Kindergarten is deeply involved in their Pow Wow celebration but that does not mean that academics have suffered. The classes are also learning about non-fiction text features such as the Table of Contents, a Glossary, bolded text, and learning from captions with the illustrations as they read about Native Americans. They are writing procedural pieces that tell the reader 'how to" do something. The work that is being done in the classroom was evident as bulletin boards went up this week. The Hopi tribe in Julia Lewis' class worked on how to make kachina dolls which is native to their southwestern Hopi tribe. After making the dolls, the students then wrote instructions so that you can make one too! To the right you can see one example which features a picture of the young author with her kachina doll. The directions are written on special "how to" paper that includes four squares down the left side for illustrations with lines beside each square for the writing. At the bottom Julia has written her commentary on how the student has met the kindergarten standard for procedural writing.

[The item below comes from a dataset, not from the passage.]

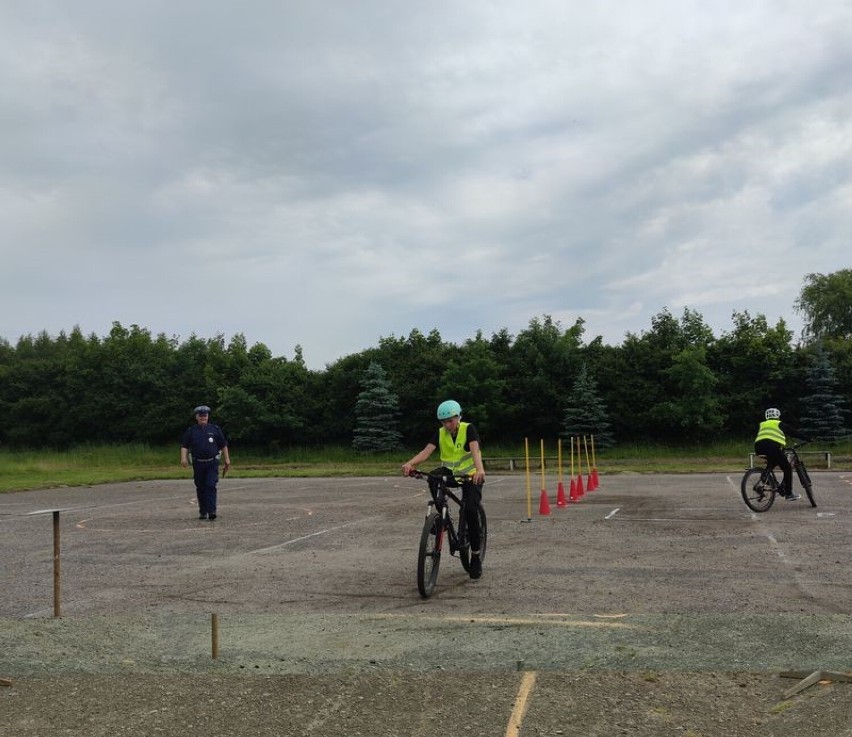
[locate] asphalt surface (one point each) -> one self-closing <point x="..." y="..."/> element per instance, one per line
<point x="315" y="578"/>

In Debbie Harbor's class her Nez Perce natives made medicine bags. After they finished making their bags, they also wrote about the procedures, step-by-step so that you too can make one. Debbie displays four pieces of student work on her standard-based bulletin board but the photograph on the left represents one child's craft, the same procedural paper as seen above for the student to draw and then write about making the project, and Debbie's commentary. Each of the four pieces on her bulletin board include her commentary of how each student met the standards for this genre of writing.
These boards are excellent examples of how student can be deeply involved in content while at the same time they are deeply involved in reading and writing. Pow Wow here we come!